Scheepvaart Oude IJssel
Scheepvaart Oude IJssel
De Oude IJssel blijft ingericht als een geschikte vaarweg voor de beroepsvaart, voor schepen van de (CEMT) zwaarteklasse II. Dit geldt vanaf de sluis in de IJssel bij Doesburg tot aan de brug in de Slingerparallel bij Doetinchem. Het waterschap voert deze taak uit voor de provincie Gelderland, die hiervoor budget ter beschikking stelt. De gemotoriseerde recreatievaart kan tevens varen op de Oude IJssel.
Het scheepvaarttraject is 17 kilometer lang. Het waterschap bedient in dit traject 10 bruggen en 2 sluizen.

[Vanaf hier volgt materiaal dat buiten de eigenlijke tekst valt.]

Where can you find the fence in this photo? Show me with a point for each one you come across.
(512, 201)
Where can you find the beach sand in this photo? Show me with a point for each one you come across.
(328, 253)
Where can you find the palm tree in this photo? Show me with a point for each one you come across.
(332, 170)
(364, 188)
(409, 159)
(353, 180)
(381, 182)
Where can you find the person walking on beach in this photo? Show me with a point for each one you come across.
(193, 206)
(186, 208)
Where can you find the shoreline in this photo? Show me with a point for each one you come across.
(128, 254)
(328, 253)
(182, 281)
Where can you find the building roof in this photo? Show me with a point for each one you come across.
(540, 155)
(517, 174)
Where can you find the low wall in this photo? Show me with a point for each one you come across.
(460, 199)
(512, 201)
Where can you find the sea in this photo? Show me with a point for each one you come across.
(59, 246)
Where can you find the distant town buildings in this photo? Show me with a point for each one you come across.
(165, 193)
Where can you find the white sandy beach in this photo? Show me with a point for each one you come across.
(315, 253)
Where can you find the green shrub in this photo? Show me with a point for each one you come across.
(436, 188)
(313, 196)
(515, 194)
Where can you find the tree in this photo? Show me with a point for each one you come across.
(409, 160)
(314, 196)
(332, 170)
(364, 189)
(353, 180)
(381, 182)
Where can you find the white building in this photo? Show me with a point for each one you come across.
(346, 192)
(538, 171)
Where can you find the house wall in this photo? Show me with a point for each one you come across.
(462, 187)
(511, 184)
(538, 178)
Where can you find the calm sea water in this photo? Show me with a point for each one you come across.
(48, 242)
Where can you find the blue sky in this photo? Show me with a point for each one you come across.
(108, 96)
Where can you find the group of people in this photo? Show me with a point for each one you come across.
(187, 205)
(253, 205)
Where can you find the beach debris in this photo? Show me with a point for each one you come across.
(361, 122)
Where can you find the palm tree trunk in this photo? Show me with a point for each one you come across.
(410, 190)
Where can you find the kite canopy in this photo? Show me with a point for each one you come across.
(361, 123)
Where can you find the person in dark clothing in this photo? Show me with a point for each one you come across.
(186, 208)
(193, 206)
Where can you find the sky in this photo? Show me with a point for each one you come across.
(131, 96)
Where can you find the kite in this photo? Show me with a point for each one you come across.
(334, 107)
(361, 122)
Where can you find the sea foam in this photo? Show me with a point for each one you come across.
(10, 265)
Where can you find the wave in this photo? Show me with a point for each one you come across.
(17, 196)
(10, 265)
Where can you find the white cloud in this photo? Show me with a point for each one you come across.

Het waterschap evalueert in de planperiode het beleid en beheer voor de beroepsvaart op de Oude IJssel en stelt dit zo nodig bij.
Recreatievaart
Recreatievaart
In het algemeen geldt dat waar mogelijk, het waterschap de watergangen die het in eigen beheer heeft passief openstelt voor recreatief medegebruik. Er mag dan ongemotoriseerd worden gevaren met bijvoorbeeld roeiboten en kano’s. Gemotoriseerde recreatievaart is toegestaan op de Oude IJssel.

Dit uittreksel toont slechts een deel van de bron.